There is also a level of aestheticization and the intersection of visual culture with sexuality, where some individuals may identify as bisexual for social image or cultural cachet. This phenomenon is distinct from “non-practicing bisexuals,” which includes people in this group but also could be people who happen to only date the opposite gender.
“As younger generations become more liberal, with liberal allyship, people flock to being bisexual,” a “non-practicing” bisexual woman said. “In the same way that being political has been aestheticized, a lot of this has to do with social media, and the ability and necessity to make everything presentable and public-facing. It is no longer ‘my identity is X,’ but ‘here is how I can display that visually.’ It’s, like, Pinterest vibes. People realized it’s swag to wear jorts and the straights wanted in.”

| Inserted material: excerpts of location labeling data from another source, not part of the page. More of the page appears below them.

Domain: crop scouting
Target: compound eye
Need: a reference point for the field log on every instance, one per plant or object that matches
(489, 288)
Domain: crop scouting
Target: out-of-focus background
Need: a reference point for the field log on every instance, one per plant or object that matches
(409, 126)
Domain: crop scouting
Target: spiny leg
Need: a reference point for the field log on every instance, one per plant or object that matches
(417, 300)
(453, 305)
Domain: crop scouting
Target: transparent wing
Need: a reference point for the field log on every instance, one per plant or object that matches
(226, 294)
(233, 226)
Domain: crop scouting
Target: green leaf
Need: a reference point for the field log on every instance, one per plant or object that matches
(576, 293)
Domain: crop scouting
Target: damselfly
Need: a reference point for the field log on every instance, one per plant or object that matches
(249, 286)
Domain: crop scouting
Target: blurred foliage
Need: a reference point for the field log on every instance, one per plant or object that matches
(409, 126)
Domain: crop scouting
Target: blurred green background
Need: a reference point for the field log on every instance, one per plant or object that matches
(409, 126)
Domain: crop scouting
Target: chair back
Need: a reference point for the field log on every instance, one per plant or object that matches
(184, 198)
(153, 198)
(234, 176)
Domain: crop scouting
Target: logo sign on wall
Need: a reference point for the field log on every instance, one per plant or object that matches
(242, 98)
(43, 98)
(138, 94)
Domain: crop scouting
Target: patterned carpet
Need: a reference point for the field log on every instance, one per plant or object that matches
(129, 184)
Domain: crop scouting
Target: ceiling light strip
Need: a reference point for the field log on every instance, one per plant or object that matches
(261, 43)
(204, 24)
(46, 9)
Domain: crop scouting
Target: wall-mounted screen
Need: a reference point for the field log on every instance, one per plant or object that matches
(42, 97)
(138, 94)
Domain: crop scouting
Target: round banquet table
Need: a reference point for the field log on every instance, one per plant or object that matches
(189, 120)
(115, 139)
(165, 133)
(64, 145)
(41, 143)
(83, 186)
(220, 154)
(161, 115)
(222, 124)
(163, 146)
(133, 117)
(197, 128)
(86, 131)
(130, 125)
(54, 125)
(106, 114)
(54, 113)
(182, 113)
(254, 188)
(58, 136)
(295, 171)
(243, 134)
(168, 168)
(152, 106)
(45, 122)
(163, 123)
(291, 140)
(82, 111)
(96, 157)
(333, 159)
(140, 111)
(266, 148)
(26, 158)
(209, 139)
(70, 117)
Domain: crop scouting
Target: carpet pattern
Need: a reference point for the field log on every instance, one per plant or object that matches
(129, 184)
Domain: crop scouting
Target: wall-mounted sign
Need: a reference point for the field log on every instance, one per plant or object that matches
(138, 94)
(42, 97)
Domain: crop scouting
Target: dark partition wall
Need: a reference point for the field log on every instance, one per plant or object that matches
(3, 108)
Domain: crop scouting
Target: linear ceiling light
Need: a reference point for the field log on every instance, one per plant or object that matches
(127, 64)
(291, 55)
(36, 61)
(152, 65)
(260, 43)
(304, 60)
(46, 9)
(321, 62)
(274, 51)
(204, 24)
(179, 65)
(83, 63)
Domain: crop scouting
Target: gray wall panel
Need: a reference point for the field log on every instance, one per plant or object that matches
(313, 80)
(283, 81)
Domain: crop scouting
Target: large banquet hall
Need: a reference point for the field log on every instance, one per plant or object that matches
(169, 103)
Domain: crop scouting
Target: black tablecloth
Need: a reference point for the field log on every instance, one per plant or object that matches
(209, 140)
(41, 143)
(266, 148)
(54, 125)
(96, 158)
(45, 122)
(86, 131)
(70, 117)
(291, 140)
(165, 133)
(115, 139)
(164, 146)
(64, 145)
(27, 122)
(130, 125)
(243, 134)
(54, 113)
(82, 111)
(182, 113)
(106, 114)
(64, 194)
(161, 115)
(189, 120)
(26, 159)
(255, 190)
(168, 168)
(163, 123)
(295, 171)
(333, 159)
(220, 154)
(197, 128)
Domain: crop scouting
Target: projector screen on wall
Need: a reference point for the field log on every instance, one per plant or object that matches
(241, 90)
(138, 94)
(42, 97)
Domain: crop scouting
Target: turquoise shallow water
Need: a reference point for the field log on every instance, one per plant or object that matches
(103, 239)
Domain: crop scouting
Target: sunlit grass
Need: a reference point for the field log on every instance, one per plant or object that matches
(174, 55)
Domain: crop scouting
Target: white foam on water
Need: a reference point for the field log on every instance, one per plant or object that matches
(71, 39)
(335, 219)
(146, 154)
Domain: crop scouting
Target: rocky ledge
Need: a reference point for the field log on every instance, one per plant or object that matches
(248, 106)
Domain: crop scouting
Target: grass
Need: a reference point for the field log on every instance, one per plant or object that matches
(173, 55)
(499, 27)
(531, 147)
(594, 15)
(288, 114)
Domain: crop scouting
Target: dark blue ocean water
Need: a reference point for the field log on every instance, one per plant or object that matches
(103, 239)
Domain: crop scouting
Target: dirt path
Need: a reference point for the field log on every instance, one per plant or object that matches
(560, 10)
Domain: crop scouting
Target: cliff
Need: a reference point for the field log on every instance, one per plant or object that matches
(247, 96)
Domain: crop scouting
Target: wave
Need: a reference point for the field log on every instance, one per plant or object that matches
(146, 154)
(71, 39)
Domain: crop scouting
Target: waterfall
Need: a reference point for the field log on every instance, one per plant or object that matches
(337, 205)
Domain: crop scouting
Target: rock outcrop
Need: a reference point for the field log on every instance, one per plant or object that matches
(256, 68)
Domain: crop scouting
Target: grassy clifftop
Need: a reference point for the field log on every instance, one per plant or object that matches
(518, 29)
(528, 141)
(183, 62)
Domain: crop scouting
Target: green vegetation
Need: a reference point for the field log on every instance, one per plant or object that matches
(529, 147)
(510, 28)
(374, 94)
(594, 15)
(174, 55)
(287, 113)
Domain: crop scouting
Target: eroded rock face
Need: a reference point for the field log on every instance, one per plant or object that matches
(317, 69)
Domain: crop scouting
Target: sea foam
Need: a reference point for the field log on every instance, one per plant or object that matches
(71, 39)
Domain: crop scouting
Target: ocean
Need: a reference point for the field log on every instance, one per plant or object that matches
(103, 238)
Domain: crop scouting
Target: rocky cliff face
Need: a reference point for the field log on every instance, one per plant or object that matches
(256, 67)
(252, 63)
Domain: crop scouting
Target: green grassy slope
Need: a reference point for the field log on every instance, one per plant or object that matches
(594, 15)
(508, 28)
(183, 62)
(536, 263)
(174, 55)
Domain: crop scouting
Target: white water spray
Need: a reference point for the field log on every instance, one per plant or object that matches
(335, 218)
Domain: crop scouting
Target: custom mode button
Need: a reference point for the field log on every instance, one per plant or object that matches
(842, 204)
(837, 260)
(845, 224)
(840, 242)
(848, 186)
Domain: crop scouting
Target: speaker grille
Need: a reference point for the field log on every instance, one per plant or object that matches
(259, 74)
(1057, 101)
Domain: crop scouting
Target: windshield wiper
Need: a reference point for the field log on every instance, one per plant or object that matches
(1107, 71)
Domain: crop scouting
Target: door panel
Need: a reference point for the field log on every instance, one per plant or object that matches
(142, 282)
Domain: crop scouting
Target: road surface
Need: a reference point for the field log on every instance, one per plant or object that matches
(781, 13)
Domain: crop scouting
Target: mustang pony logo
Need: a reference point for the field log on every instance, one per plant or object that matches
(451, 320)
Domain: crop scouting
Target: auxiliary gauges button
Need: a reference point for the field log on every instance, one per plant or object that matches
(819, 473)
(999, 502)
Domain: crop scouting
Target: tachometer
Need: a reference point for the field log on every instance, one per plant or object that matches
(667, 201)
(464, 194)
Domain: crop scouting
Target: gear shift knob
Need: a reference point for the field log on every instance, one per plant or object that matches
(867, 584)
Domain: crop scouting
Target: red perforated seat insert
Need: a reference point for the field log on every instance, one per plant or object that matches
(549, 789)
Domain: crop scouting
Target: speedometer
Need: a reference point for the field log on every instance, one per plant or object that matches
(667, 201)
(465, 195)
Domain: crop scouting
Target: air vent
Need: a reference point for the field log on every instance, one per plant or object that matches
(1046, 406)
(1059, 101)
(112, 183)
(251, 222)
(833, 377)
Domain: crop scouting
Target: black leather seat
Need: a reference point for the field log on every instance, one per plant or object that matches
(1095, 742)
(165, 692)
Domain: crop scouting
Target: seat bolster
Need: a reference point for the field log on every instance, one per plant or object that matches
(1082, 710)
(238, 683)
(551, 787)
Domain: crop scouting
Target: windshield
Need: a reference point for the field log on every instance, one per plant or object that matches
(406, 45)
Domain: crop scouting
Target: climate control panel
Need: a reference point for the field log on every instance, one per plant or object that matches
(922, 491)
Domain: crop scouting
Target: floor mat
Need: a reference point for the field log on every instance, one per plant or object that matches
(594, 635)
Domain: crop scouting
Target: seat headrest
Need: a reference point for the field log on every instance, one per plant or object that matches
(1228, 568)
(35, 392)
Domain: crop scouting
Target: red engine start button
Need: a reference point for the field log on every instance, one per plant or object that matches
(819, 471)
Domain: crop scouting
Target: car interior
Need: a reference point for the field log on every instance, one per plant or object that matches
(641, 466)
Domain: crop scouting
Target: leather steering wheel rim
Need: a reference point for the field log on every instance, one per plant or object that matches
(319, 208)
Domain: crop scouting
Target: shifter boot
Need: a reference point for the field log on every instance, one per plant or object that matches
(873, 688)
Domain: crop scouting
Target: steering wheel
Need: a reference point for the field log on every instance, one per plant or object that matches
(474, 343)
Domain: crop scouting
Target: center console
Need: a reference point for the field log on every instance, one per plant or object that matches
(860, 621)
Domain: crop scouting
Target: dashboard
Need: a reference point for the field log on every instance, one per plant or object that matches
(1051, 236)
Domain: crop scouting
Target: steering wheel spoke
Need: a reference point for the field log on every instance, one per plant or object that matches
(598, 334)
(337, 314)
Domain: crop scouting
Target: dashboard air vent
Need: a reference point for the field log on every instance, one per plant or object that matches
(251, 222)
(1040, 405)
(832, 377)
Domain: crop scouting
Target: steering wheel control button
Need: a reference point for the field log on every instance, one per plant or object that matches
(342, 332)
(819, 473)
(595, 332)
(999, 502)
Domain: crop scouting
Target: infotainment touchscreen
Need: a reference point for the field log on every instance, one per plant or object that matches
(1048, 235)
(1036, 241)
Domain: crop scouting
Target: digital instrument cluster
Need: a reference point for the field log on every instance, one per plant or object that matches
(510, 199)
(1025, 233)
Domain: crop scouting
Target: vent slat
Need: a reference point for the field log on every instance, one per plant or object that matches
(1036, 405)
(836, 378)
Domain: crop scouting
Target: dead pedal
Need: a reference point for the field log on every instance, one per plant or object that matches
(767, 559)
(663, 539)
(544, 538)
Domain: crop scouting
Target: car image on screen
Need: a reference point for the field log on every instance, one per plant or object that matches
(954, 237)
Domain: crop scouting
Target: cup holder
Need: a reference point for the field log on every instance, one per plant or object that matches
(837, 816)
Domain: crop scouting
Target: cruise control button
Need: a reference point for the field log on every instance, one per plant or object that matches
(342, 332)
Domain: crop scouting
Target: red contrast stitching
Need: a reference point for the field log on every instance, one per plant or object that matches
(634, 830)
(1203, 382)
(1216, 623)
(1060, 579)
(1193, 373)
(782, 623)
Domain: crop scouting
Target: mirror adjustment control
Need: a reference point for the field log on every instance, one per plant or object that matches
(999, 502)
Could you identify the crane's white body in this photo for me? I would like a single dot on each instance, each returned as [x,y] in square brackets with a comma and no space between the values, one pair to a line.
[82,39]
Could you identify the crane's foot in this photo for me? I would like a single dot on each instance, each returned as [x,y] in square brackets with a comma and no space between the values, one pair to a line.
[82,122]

These are the circumstances that seem to be informing our social environment. How are people reckoning with it, even quantifying it?
“One time someone asked me my percentages, right? Like, which gender I like more,” a bisexual woman friend said. “And, I didn’t really like the question because I think it’s a little bit reductive, but if I really think about it, I think I just lean in the direction of heterosexuality a lot more in terms of choosing partners.”
Nine months after that conversation on the L train, my friend and I are sprawled across my bedroom floor, two açai bowls scattered between us. The winter semester has faded into spring, and the window is cracked open to let in the March breeze. She's still wearing jorts—seasonally inappropriate, but her signature look, now paired with thick wool socks that speak to her stubborn refusal to be defined by weather or convention. The açai melts. We lick our spoons; our smiles reach our eyes.
What started out as an ironic phrase seems to have captured a moment in culture. Whether it is driven inextricably by politics is uncertain, but we are undeniably facing a wider political shift to the right. How the Brown community will negotiate that phenomenon remains at the devices of each individual navigating their own complex identity—practicing or non-practicing, labeled or unlabeled, performing or simply being a Bruno (even in jorts!).